The key aim of the module will be to develop skills in close reading, informed by a sampled knowledge of the historical and geographical varieties of verse written in English. Each week’s work will be structured around a key text, or group of texts, which will form the basis of that week’s lectures; in seminars, these key texts will be related to, or contrasted with, a variety of extension texts, some suggested by the module convenor in the form of ‘flat pack’ teaching plans, and others by the seminar leaders’ own interests and enthusiasms. The key texts will be grouped by three themes, each of which will form the basis of three weeks’ work: Love, Loss and Location, allowing the students to shape arguments about change and variety in English verse around an idea of shared attention to related topics. Detailed attention to and development of the skills in close reading, and the conversations between poems that these enable, will be the chief outcome (and pleasure) of the module; its key technical and historical vocabulary will provided by a critical course book such as John Lennard, The Poetry Handbook, 2nd edn (Oxford, 2005), and its primary texts will be drawn from a commercial anthology. 

Prose

This module aims to provide an introductory exploration of prose as a medium of art and thought. Through encounters with specimens of prose from across recent history, students will be brought into contact with the ways in which prose writing has been theorised and understood. They will learn different critical approaches to prose and become practiced in conceiving and producing academic prose of their own. The module’s ten weeks are divided into a number of sections, each of which focusses on one of the core texts.

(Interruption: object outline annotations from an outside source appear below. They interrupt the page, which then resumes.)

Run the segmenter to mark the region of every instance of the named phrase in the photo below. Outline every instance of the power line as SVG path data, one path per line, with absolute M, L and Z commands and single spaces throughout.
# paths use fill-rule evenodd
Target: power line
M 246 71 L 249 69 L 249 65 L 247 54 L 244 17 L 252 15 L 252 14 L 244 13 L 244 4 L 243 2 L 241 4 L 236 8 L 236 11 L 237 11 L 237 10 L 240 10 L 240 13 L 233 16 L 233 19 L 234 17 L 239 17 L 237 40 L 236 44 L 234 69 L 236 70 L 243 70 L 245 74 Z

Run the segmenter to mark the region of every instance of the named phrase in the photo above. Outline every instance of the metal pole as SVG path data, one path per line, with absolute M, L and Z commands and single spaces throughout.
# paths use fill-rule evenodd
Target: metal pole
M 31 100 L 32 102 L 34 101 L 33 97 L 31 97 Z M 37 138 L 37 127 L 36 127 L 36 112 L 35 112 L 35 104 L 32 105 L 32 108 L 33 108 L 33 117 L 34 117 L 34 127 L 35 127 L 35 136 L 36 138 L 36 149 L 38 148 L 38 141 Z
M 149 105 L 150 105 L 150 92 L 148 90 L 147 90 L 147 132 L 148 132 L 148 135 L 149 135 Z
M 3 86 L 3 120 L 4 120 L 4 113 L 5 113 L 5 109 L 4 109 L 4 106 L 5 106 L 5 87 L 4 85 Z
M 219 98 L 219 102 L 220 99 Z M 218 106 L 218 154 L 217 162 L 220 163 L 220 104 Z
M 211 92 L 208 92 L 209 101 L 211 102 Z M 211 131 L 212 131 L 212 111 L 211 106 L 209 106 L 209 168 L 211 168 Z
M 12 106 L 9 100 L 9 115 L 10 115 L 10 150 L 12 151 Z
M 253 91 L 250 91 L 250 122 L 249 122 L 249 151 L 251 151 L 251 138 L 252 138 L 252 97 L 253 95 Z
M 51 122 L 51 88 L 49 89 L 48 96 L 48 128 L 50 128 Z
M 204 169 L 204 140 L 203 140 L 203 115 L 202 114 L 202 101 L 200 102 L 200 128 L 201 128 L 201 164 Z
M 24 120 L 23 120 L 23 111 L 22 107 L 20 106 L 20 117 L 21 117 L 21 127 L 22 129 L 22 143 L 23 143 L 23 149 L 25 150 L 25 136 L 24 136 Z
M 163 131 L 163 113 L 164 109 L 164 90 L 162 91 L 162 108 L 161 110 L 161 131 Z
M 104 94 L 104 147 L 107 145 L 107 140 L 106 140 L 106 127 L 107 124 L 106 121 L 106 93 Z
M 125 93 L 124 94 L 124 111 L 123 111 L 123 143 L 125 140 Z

Within the sections, each week focuses on a different critical theme, inviting students to familiarise themselves with a range of different ways of reading, and writing about, literature. By the end of the course, students will be familiar with a spectrum of critical theory as well as the specific works in question; they will have encountered prose through various lenses such as history and biography, gender and sexuality, race and politics. 

Reading English

This module supports students’ transition to university, and helps them to develop basic skills in ways of reading and approaching literature, using the library, research, working with criticism, planning and writing assessments of different kinds (including close reading, essays, posters, presentations), and making the most of lectures and seminars. Students will be encouraged to understand the practices and principles of studying English literature, key disciplinary debates, and the purposes and pleasures of reading.